February 4, 2011

Playing our Song

The Instruments of Communion provide background music for the real life of the Anglican Communion. 

Tobias Stanislas Haller BSG

9 comments:

John B. Chilton said...

Good one.

But the bigger question is, who is playing the instruments of communion?

June Butler said...

Pardon me, Tobias, but sometimes the sound is more like cacophony than music. :-)

Tobias Stanislas Haller BSG said...

Erik Satie once said that dinner music should never interfere with the sounds of knives and forks. We need more of what he called "furniture music" from the Instruments.

WSJM said...

Furniture music is better than elevator music.

June Butler said...

Bill, you stole my Muzak line.

Perhaps, to be a bit more au courant, we may speak of the music that you hear between punching numbers into your phone while awaiting something that's called "Customer Service", which provides little service except for finger exercise or voice exercise in shouting answers to to a disembodied voice.

...thus taking your thread a tad off topic. Sorry, Tobias.

Tobias Stanislas Haller BSG said...

I was thinking of a band continuing to play long after the dancers have sat down to dinner.

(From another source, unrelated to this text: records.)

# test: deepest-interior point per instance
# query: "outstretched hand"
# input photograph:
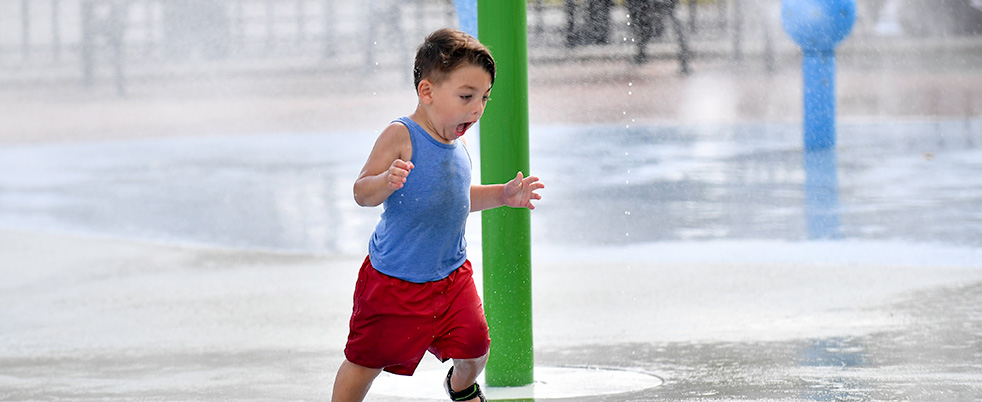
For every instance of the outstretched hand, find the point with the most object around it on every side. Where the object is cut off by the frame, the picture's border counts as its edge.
(396, 174)
(520, 191)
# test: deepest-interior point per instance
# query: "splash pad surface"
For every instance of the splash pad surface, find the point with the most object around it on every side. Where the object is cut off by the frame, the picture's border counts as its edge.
(550, 383)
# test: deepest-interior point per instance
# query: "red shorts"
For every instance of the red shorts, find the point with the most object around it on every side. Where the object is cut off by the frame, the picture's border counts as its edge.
(394, 322)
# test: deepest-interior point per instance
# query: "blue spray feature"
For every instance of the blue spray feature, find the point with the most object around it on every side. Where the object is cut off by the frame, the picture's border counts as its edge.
(818, 26)
(467, 16)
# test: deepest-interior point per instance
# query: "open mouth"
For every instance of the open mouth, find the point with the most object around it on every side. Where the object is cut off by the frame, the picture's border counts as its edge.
(461, 128)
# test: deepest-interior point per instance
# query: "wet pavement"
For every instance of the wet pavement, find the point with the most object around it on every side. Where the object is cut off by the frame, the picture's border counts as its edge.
(681, 252)
(197, 240)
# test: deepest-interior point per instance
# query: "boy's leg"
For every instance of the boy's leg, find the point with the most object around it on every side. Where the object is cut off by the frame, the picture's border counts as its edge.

The real and vibrant life of the Communion, diminished as it is to the extent some have chosen to walk apart, continues to go on, whether primates meet, Lambeth confers, the Anglican council consults, or Canterbury focuses unity. And if the communion continues to exist in spite of the instruments, then they aren't really instrumental except as backup players...

Brother David said...

An ensemble is reported to have played the final hours of the Titanic.

WSJM said...

Dah-veed -- Yes, actually the phrase "rearranging the deck chairs" had crossed my mind!

MarkBrunson said...

The instruments are badly out of tune, and the music hardly fits the scene.